John Fernandez had some blunt words in Chicago Wednesday for a room full of manufacturing experts.
“Let’s be honest about how we got here,” said Fernandez, the assistant Commerce Department secretary for economic development. “We adopted a macro policy that said, ‘invented here, make it here, it doesn’t really matter.'” He added, “Where you make things makes a huge impact.”
Fernandez joined mayors, CEOs, labor leaders, economic development officials and consultants from across the United States at the two-day Clinton Global Initiative America, hosted by former President Bill Clinton and held at the Sheraton Chicago.
Along with hearing from the former president and other VIPs, the participants break into working groups that make recommendations for policy steps.

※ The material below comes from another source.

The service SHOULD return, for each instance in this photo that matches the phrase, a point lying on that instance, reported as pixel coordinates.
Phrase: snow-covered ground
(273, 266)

The Chicago seminar marks the first time that Clinton’s initiative has focused on domestic issues. Clinton’s former economic advisor, Laura Tyson, presented some striking figures on the decline in manufacturing jobs to CGI America’s opening session.

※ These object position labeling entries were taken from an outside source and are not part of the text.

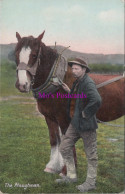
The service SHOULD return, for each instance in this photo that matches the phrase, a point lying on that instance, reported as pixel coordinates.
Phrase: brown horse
(35, 61)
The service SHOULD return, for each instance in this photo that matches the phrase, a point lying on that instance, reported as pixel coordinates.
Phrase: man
(83, 125)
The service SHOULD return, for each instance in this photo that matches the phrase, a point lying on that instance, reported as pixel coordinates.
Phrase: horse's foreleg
(56, 163)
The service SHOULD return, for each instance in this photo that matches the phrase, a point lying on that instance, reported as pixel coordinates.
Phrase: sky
(88, 26)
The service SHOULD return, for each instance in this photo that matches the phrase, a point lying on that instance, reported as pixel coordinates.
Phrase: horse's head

She said manufacturing jobs had fallen 25 percent since 2005. Companies have 3 million job openings, and if all were filled, the nation’s unemployment rate would be cut in half, she said.
Fernandez, the assistant Commerce secretary for economic development, told participants in a manufacturing working group that the nation’s industrial policies — or lack of them — bore some of the blame for the big decline in manufacturing jobs the past decade.

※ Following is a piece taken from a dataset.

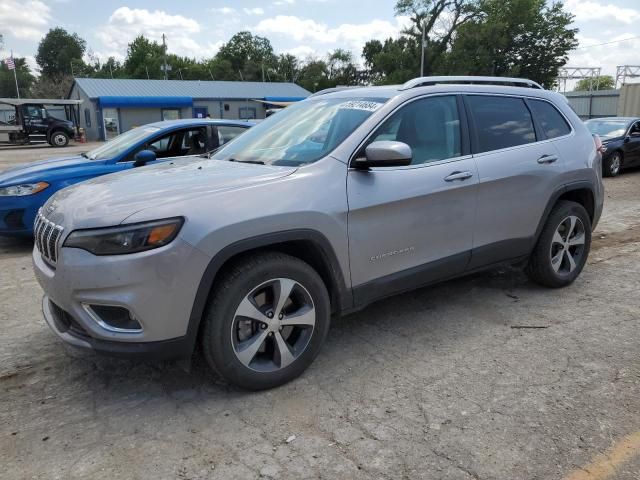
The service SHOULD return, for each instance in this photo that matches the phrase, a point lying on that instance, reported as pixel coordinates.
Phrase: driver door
(413, 225)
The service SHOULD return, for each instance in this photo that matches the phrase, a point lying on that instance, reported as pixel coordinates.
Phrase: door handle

Fernandez also said economic developers have spent too much time looking at big-picture subjects and forgetting the impact that individual investments can have. “We focus so much on the macro that we forget about the micro,” Fernandez said. “Our regions are where we plant the seed corn.”
The Commerce official said it isn’t enough to talk about the future of manufacturing. “We have to think about what America would look like if we don’t succeed,” he said. “We have a tremendous challenge ahead of us, but it can be done.” (Although the working group’s deliberations were off the record, Fernandez gave us permission to use his remarks.)
Today, the conference hears from a variety of speakers including Indiana’s governor, Mitch Daniels, and former Michigan Gov. Jennifer Granholm. Clinton will be joined this afternoon by Treasury Secretary Timothy Geithner, then the conference will announce a series of commitments by cities, companies and others aimed at creating jobs.